Chapter 26 – Seat Headrests

I noticed an email this afternoon from Alice at Oregon Aero seats. She is working on my seat cores and asked me for the dimensions of the headrest pads.

I was under the assumption that those were going to come later, and honestly was up in the air over what I was going to do about my front seat headrest. Nonetheless, I took a good half hour break from tearing down the temp walls in the workshop to gin up some PowerPoint pics to convey my desired headrest pad dimensions to the Oregon Aero folks.

Since my front seat headrest is also a small lockable storage compartment [Hey, take as much & as many as you can get on these airplanes!] that hinges forward, I wasn’t sure if I should have a headrest pad just on the top portion of the headrest? Or perhaps split the pad at the hinge and make the top segment removable while the bottom stayed in place?
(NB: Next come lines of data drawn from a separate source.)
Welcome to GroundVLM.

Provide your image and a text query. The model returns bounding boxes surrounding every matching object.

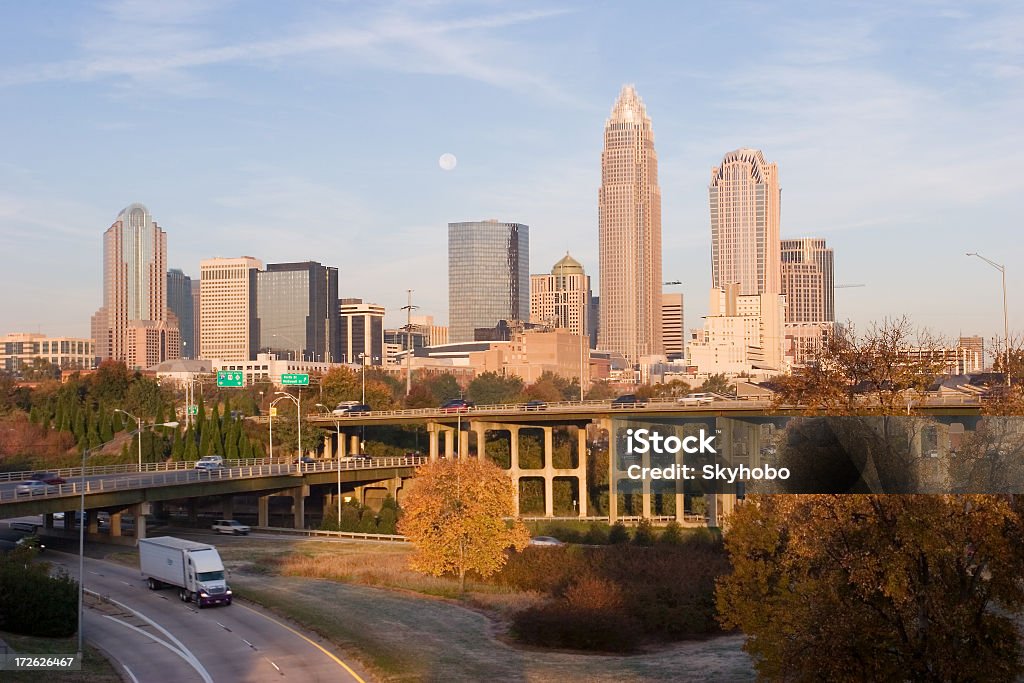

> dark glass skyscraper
[448,220,529,343]
[167,268,195,358]
[255,262,339,362]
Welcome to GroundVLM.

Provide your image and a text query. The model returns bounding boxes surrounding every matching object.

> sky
[1,0,1021,349]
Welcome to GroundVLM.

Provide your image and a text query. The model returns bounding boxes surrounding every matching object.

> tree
[717,494,1024,681]
[584,380,616,401]
[698,373,733,396]
[399,458,529,593]
[467,371,524,406]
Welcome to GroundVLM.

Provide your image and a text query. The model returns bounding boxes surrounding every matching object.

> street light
[358,353,367,404]
[966,253,1011,387]
[113,409,179,469]
[317,403,343,527]
[274,391,301,471]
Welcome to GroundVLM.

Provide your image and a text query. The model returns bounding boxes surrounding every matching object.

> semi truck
[138,536,233,607]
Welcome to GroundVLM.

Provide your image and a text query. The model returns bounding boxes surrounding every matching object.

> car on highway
[211,519,251,535]
[195,455,225,471]
[15,480,56,496]
[528,536,565,547]
[294,455,316,465]
[30,471,66,485]
[611,394,647,408]
[16,534,45,552]
[332,401,371,416]
[439,398,474,413]
[678,392,715,406]
[522,400,548,411]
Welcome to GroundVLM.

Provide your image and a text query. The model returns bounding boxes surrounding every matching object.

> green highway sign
[281,373,310,386]
[217,371,244,387]
[187,405,199,415]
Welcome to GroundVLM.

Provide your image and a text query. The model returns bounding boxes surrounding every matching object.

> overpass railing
[0,456,427,504]
[254,525,408,542]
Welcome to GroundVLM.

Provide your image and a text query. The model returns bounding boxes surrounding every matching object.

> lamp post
[274,391,301,470]
[966,253,1011,387]
[113,409,179,469]
[358,353,367,404]
[317,403,343,527]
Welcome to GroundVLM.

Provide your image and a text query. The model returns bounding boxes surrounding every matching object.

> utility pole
[402,289,419,396]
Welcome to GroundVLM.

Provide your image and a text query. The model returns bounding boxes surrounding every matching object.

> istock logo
[625,428,717,455]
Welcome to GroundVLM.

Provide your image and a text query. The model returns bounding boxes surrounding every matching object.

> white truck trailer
[138,536,233,607]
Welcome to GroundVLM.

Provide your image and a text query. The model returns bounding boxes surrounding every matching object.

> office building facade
[598,85,663,365]
[339,299,385,366]
[661,293,685,361]
[530,252,591,338]
[710,149,781,296]
[1,333,95,374]
[199,256,262,361]
[167,268,196,359]
[448,220,529,343]
[255,262,339,362]
[91,203,179,367]
[781,238,834,322]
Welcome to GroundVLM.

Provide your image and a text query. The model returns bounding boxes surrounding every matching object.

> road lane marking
[122,664,140,683]
[102,615,213,683]
[242,638,258,650]
[216,621,232,632]
[266,657,282,674]
[236,602,366,682]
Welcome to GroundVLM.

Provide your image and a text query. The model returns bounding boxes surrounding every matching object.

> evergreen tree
[88,410,102,449]
[377,507,397,534]
[184,427,199,461]
[239,433,252,459]
[73,406,86,441]
[155,403,166,426]
[171,431,185,460]
[199,417,213,456]
[357,509,378,533]
[99,408,114,442]
[209,404,223,454]
[29,406,41,424]
[225,427,239,459]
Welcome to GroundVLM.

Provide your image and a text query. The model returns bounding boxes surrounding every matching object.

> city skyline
[0,2,1021,345]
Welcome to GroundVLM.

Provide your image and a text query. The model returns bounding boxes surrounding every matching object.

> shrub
[0,552,78,637]
[377,507,397,534]
[357,510,378,533]
[632,519,655,546]
[511,604,642,652]
[563,574,623,611]
[608,521,630,544]
[583,522,609,545]
[658,521,685,545]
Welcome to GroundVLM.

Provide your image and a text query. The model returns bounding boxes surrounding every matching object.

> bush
[608,521,630,544]
[583,523,609,545]
[0,552,78,637]
[632,519,655,546]
[511,604,642,652]
[658,521,685,545]
[377,507,397,534]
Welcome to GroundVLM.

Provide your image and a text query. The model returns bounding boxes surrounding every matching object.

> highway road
[45,550,367,683]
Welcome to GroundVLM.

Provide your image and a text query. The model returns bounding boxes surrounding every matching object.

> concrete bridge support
[111,511,123,538]
[291,486,308,529]
[43,513,54,530]
[222,495,234,520]
[130,503,146,541]
[258,494,270,527]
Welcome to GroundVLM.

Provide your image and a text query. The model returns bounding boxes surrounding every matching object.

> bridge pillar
[601,418,618,524]
[427,423,440,461]
[442,428,453,458]
[324,431,333,459]
[131,504,147,541]
[258,494,270,527]
[473,424,487,459]
[509,425,521,515]
[353,485,365,506]
[641,435,652,519]
[87,511,99,535]
[187,499,198,526]
[222,495,234,520]
[292,486,307,529]
[349,434,361,456]
[43,513,54,530]
[577,428,588,517]
[336,430,347,458]
[459,429,470,458]
[543,426,554,517]
[110,511,122,537]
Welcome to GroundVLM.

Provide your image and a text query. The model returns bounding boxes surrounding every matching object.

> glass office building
[448,220,529,343]
[255,262,339,362]
[167,268,195,358]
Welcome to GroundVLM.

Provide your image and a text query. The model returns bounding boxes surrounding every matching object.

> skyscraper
[167,268,195,358]
[448,220,529,343]
[530,252,591,337]
[661,293,685,361]
[91,203,179,368]
[255,262,339,362]
[199,256,262,361]
[709,149,781,296]
[338,298,385,365]
[781,238,834,322]
[598,85,663,365]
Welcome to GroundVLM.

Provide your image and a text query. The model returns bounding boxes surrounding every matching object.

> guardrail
[0,456,296,483]
[253,526,408,542]
[0,457,427,505]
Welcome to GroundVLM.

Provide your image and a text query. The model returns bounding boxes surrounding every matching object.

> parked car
[16,480,56,496]
[30,472,66,485]
[522,400,548,411]
[528,536,565,547]
[211,519,251,535]
[195,455,225,471]
[294,455,316,465]
[678,392,715,406]
[611,394,647,408]
[440,398,474,413]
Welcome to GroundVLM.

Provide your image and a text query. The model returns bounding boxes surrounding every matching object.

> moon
[439,153,457,171]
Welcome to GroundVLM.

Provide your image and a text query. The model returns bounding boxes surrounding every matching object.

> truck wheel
[148,578,158,590]
[195,594,204,608]
[179,589,187,602]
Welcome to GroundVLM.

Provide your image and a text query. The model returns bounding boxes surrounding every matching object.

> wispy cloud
[0,2,572,100]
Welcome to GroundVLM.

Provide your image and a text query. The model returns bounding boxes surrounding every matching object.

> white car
[195,455,225,470]
[678,392,715,406]
[211,519,251,535]
[15,480,55,496]
[528,536,565,547]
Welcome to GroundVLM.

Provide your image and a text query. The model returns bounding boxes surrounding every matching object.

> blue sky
[1,0,1021,349]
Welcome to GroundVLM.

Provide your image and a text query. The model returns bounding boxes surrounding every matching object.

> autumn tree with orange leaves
[399,458,529,593]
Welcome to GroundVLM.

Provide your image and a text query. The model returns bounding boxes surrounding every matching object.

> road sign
[217,371,244,387]
[281,373,310,386]
[270,406,278,417]
[187,405,198,415]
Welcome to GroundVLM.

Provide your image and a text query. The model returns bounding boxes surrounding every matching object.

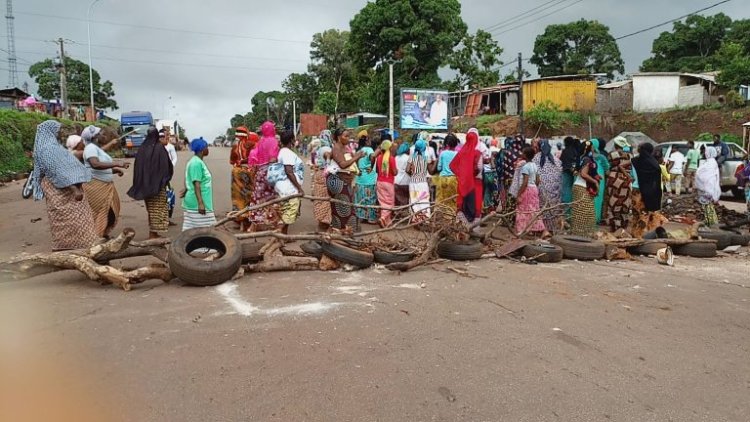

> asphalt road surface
[1,147,749,422]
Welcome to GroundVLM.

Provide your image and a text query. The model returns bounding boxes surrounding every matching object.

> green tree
[715,42,750,90]
[309,29,357,115]
[282,72,318,114]
[28,57,118,110]
[726,19,750,53]
[531,19,624,78]
[348,0,467,112]
[314,91,338,116]
[641,13,733,72]
[448,29,504,90]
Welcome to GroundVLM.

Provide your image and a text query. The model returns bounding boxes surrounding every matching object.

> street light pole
[87,0,102,120]
[389,62,394,138]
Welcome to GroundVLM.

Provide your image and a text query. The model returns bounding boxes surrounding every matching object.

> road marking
[215,282,342,317]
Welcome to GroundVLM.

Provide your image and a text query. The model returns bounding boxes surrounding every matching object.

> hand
[179,189,187,198]
[198,206,206,215]
[113,168,124,177]
[119,161,130,169]
[70,186,84,201]
[297,189,305,197]
[356,151,365,159]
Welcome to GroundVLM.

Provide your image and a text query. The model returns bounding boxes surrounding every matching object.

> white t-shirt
[275,147,303,197]
[83,143,114,183]
[165,143,178,167]
[668,151,685,175]
[395,154,411,186]
[521,162,539,186]
[476,142,490,179]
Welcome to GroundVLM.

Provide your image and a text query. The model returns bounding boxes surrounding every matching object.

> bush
[526,101,565,130]
[0,134,31,176]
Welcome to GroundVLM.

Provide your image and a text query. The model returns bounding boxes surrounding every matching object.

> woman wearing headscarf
[394,142,412,207]
[327,128,365,231]
[375,139,397,227]
[631,143,663,215]
[247,121,281,230]
[436,134,459,219]
[570,141,600,236]
[32,120,98,251]
[127,127,174,239]
[81,125,129,238]
[498,135,524,216]
[354,130,379,225]
[604,136,633,231]
[312,129,333,231]
[560,137,579,221]
[450,131,481,225]
[408,138,431,223]
[591,139,609,224]
[229,126,259,232]
[516,146,548,237]
[66,134,84,162]
[695,146,722,226]
[181,138,215,230]
[532,139,563,234]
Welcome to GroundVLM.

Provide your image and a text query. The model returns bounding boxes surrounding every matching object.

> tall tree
[348,0,467,112]
[448,29,504,90]
[714,42,750,90]
[28,57,118,110]
[282,72,318,114]
[641,13,733,72]
[531,19,624,78]
[308,29,356,115]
Regardless, I wasn’t going to run them through the mill on my mental shenanigans, so I simply provided the dimensions for the entire face of the front headrest. We can dial in the fine print details later and this will give use a good baseline jumping off point.

For the rear seat headrest I wanted a nice sized pad for the GIB, but I don’t want to have to remove the headrest pad to get access to the 4 CAMLOCs that hold the headrest front cover plate over all the electro-whizzie goodies inside the headrest compartment. I stole this simple access idea from Wayne Blackler as I noted his rear seat headrest housing hardware was accessible without removing the headrest pad.

Thus, comparing the shape above might seem a bit narrower than one would think would cover the entire rear seat headrest plate because as I explained above, it simply doesn’t. Pardon the level in front of the rear seat headrest plate, but believe me when I note that there’s a CAMLOC in each lower respective corner, of which the above headrest pad will be attached with its outer edges just inside of to again keep all the CAMLOCs uncovered.

Maybe a bit TMI for simple headrests, but remember, half the battle for me in building this thing is documenting what the heck I did so I can go back and remind myself why, when and how I did what!